European Affairs

The authors, who claim to be the “messengers” of big data and not its “evangelists”, note that a half century after computers entered the mainstream, “data has begun to accumulate to the point where something new and special is taking place.” And that new and special thing has to do with the scale of data now available to us and our ability to sort through it. Scale at some point changes essence

How much data is there in big data? The authors quote University of Southern California expert, Martin Hilbert , who estimates that as of last year there existed 1,200 “Exabytes” of data in the world, of which less than 2 per cent is non-digital. The authors concede there is no good way to think about what this size means.

But they try. First, a full length feature file in digital form can be compressed in one gigabyte (a billion bytes). An Exabyte is one billion gigabytes. If reduced to CD Rom discs and stacked up, 2012 data would stretch from Earth to the Moon in five separate piles.

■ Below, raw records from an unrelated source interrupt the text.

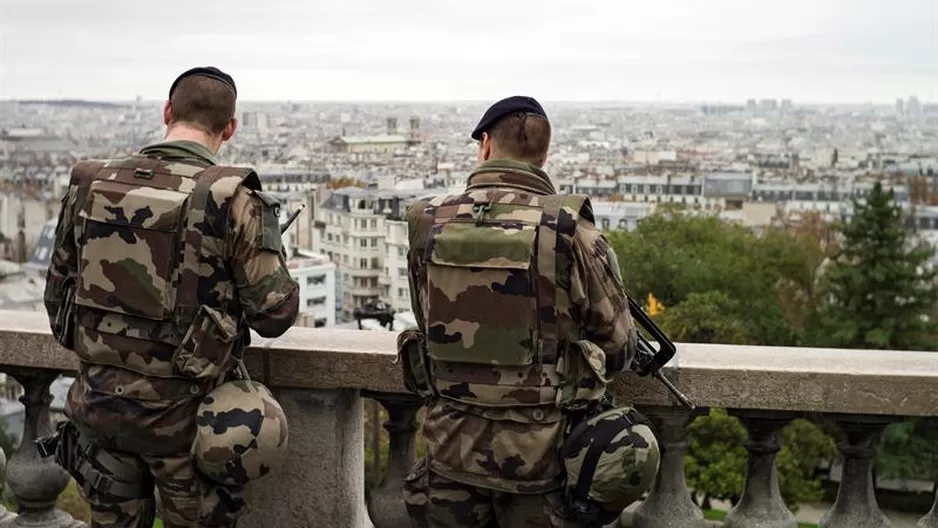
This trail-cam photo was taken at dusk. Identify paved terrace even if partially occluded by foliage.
[0,311,938,528]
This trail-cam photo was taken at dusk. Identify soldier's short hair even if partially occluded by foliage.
[489,113,551,167]
[169,75,237,134]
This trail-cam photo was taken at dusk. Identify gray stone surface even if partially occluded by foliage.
[0,310,938,416]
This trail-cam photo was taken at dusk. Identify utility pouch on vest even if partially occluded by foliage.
[557,339,609,411]
[173,304,239,379]
[425,219,540,368]
[396,330,436,398]
[52,277,75,350]
[75,179,189,321]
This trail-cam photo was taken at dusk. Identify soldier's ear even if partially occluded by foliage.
[221,118,238,141]
[479,132,492,161]
[163,101,173,126]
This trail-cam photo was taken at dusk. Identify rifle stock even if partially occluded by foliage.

AND the amount of data is doubling every three years, in an analog to Moore’s law about the growth of computer chip capabilities.

The arrival of big data has some startling implications that, as the authors contend, will change the way we perceive the world.

The biggest “aha” moment of this work is the notion that big data will, to some degree, replace the importance of “causation” with the concept of “correlation.”   In other words, in many situations, knowing “what” is likely to be more useful than knowing “why.”   Let the data speak, say the authors. In an information rich world, sampling increasingly becomes obsolete and is neither useful nor necessary. When it is possible to work with huge numbers of data points (sometimes all the data points, N=all) results are more accurate and less biased. Hence the geek in the movie “Moneyball” got more accurate results about baseball players by crunching the data than the old fashioned scouts did through limited observation and personal instinct. “Causality is nice when you can get it,” say the authors. “The problem is that it’s often hard to get, and when we think we’ve found it, we’re often deluding ourselves.”  The idea that causality is “Nice when you can get it,” understates the value of causality in many situations and is one of the real downsides of a world of big data.

Manipulating data, like Google search queries, can turn up unexpected and unusual correlations : i.e. Cars of what color are less likely to have mechanical problems? Yellow. Or persons who type in either all caps or all lower case are more likely to be worse credit risks than those who type in the standard fashion. Or pinpointing where flu is likely to break out is based on the locations of concentrations of Google searches for certain flu related terms.

Certain predictions based on personal data highlight the danger of big data.   The movie “The Minority Report” starring Tom Cruise, dealt with a society that arrested and punished people for what they were likely to do before they had done it. The authors cautioned that big data is likely to provide the temptation to judge on the basis of propensity—a temptation that society must be careful to squelch. The issue already arises with insurance policies where predicting who is likely to come down with which illness is more and more prevalent.

Another dark side of big data is its potential to undermine whatever the information age has left of personal privacy. With big data, where personal data is reused for innumerable purposes at the point of data collection, the notions of notice and consent, opt-in and even anonymity become both anachronistic and ineffective.   The authors contend that there is even increasing value in “data exhaust”; data that is shed as a byproduct of peoples actions in a digital world.   For example, hitting the “opt out” tab still provides valuable information to data miners. And, it is these “algorithmists” whom the authors expect to constitute a new class of computer professional, who are helping companies, governments and others exploit the riches of this new and ever increasing resource—big data.

Another useful concept explored by the authors is “datafication,” the process through which data is accumulated and rendered useful in the quantities that characterize “big data.” When Google set out to scan the pages of millions of books, it not only digitized the pages but it also datafied the text so that letters, words and paragraphs could be read and indexed and searched. An estimated 130 million unique books have been published since the invention of the printing press, estimate the authors.   As of 2012, Google had scanned over 20 million titles, more than 15 percent of the world’s books. This data has multiple uses, only one of which is actually reading a book.   For example, the project allows scholars to discover when certain words or phrases are used for the first time. The Google project has also been used to facilitate the accuracy of Google’s language translation algorithms. Other key sectors where datafication is changing our world is the datafication of location through GPS and cell phone signals, and the datafication of relationships. I.E. Facebook’s one billion users and 100 billion “friendships.”

“Big Data” will not be the last word, by a long shot, on the topic, but it is an highly instructive and, at times, cautionary analysis of trends that are truly changing the way we live, interact and think in today’s digital world.


“Big Data, A Revolution that Will Transform How We Live, Work and Think,” by Kenneth Cukier and Viktor Mayer-Schonberger , Houghton Mifflin Harcourt, 242 pages.